As for the article - it's a fascinating mix of insight and moonbattery. (Who invited Sheldrake to the party?!)
 
PixyMisa said:
(Who invited Sheldrake to the party?!)

You can blame John Brockman.

I believe that [these individuals] are the pre-eminent intellectuals of our time. But I can't prove it.

John Brockman
Publisher & Editor
 
I know I can google it. I also know I won't understand it even if I did. I also know that I wouldn't understand your explanation if you chose to give one but, in simple layman's terms (hoping against hope).....

What is The Riemann Hypothesis?
 
I believe that I have dreams in which I see images, experience emotions, and that these dreams have "story-lines" similar to reality. Equipment can prove that certain brain activity is going on or that my eyes are moving, but nothing can prove that I "see" dreams. Nothing!

My belief that I experience dreams or that dreams even exist would be absolutely improvable under JREF challenge standards. Actually I think Randi and Kramer would just keep calling me a complete kook and suggest medical help if I claimed that I had "dreams". But we accept "dreams" as "real" because everyone experiences them.

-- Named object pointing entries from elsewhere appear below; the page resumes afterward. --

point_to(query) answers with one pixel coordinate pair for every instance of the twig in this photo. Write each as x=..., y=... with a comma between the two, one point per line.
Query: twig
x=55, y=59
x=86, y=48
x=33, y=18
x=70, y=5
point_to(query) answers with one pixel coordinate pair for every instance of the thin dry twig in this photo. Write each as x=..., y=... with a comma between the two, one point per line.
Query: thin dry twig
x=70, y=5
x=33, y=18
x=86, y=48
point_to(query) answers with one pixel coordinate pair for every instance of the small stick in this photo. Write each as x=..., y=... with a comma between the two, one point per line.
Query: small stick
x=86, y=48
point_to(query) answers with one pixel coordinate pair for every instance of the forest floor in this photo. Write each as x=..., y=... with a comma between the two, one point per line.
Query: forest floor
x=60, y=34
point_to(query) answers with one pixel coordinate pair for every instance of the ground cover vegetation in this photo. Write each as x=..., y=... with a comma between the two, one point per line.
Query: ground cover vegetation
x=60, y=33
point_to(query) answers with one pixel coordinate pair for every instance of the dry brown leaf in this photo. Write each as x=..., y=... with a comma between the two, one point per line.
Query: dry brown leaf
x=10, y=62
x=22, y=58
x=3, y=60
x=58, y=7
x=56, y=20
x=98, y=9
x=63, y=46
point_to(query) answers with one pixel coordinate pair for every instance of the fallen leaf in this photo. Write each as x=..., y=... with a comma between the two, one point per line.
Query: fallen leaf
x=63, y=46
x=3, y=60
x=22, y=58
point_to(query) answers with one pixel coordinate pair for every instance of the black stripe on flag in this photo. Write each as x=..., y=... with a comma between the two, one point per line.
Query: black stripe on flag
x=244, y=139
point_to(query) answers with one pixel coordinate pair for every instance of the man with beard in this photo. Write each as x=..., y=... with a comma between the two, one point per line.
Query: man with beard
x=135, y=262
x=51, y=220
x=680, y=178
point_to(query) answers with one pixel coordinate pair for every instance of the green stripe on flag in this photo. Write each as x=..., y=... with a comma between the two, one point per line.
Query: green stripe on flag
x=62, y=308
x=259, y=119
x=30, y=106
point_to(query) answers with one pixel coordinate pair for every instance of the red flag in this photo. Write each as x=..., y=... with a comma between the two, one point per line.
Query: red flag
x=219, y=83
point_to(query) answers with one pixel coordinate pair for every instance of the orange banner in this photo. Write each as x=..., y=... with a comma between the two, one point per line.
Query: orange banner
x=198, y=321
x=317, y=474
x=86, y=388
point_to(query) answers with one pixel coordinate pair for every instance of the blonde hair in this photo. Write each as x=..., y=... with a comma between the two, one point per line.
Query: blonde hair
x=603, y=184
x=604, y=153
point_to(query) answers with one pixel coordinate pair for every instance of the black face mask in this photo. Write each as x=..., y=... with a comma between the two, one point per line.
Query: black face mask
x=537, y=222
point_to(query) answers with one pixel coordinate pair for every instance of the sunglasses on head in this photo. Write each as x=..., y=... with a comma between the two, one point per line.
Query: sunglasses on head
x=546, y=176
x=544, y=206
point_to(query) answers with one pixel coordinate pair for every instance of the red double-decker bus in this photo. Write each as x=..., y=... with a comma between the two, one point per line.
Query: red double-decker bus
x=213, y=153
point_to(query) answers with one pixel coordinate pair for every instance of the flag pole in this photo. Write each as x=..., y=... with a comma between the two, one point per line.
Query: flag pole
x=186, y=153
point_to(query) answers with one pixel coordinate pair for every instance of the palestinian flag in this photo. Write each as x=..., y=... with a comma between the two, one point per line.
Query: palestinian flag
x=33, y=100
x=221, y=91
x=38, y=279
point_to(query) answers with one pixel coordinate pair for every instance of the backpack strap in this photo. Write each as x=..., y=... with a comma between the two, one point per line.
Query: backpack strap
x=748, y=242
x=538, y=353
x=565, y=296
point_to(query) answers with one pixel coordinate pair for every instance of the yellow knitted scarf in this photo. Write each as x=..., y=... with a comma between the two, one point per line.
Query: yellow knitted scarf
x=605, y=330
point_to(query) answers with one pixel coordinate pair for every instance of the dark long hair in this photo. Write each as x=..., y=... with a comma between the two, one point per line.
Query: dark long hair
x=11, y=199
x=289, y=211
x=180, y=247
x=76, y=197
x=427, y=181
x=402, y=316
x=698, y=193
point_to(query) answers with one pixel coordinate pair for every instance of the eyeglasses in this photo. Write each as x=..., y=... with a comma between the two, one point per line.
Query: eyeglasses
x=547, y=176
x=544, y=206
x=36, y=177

I also believe that I have a "sensory experience". This is a tough idea to convey (my old philosophy teacher sure had a rough time of it). The idea is that when I look at something red, I "see" red. This would be compared to a computer with a light sensor hooked up to detect different light wave. The computer could "know" that something is red, just as I know that something is red, but the computer does not experience seeing "red" like I do. I believe that we have an "experience" of senses (touch taste, sight, hearing, etc.) that is entirely different from any non-natural equipment with the same detection capabilities.

In other words, if you made a computer that can identically carry out the exact same functions as my brain, would that computer "experience" sound or color as we do, and not just record that data without the "experience" of sensation. Tough question.
 
DevilsAdvocate said:
In other words, if you made a computer that can identically carry out the exact same functions as my brain, would that computer "experience" sound or color as we do, and not just record that data without the "experience" of sensation. Tough question.
I speak out of my nether-regions when I say that:
If there is ever such a thing as a nano-bot that can imitate any cell in the body then I reckon that a human body, from toes to top, could be re-built cell by cell in 3D space by the nano-bots and that nano-you would be exactly the same as you - alive and conscious.

It would need to get another account on this forum however, because that would be one heck of a sock-puppet!
 
BillyJoe said:
But only for a moment. [/B]
Well, I suppose the bots to be able to imitate every function of every cell including all the comms between cells by hormones and electricity and ... and ... In other words everything needed to be alive.

(And my turn of phrase that caused you confusion was meant to indicate that I have no real understanding of nanotech!)
 
DevilsAdvocate said:
I also believe that I have a "sensory experience". This is a tough idea to convey (my old philosophy teacher sure had a rough time of it). The idea is that when I look at something red, I "see" red. This would be compared to a computer with a light sensor hooked up to detect different light wave. The computer could "know" that something is red, just as I know that something is red, but the computer does not experience seeing "red" like I do. I believe that we have an "experience" of senses (touch taste, sight, hearing, etc.) that is entirely different from any non-natural equipment with the same detection capabilities.

I believe what you are referring to is called 'the binding of sense and self' or something like it. The notion that we are aware and that we consider what senses to be 'us'.

So far I don't know of any good explanation for this.

Regarding my input (and this is risky to admit this here, but hey)

I believe that something which could be extrapolated to be a 'soul' exists, or, that its existance or nonexistance is unnecessary, for similar reasons to the relationship of the uncertainty principle and of free will.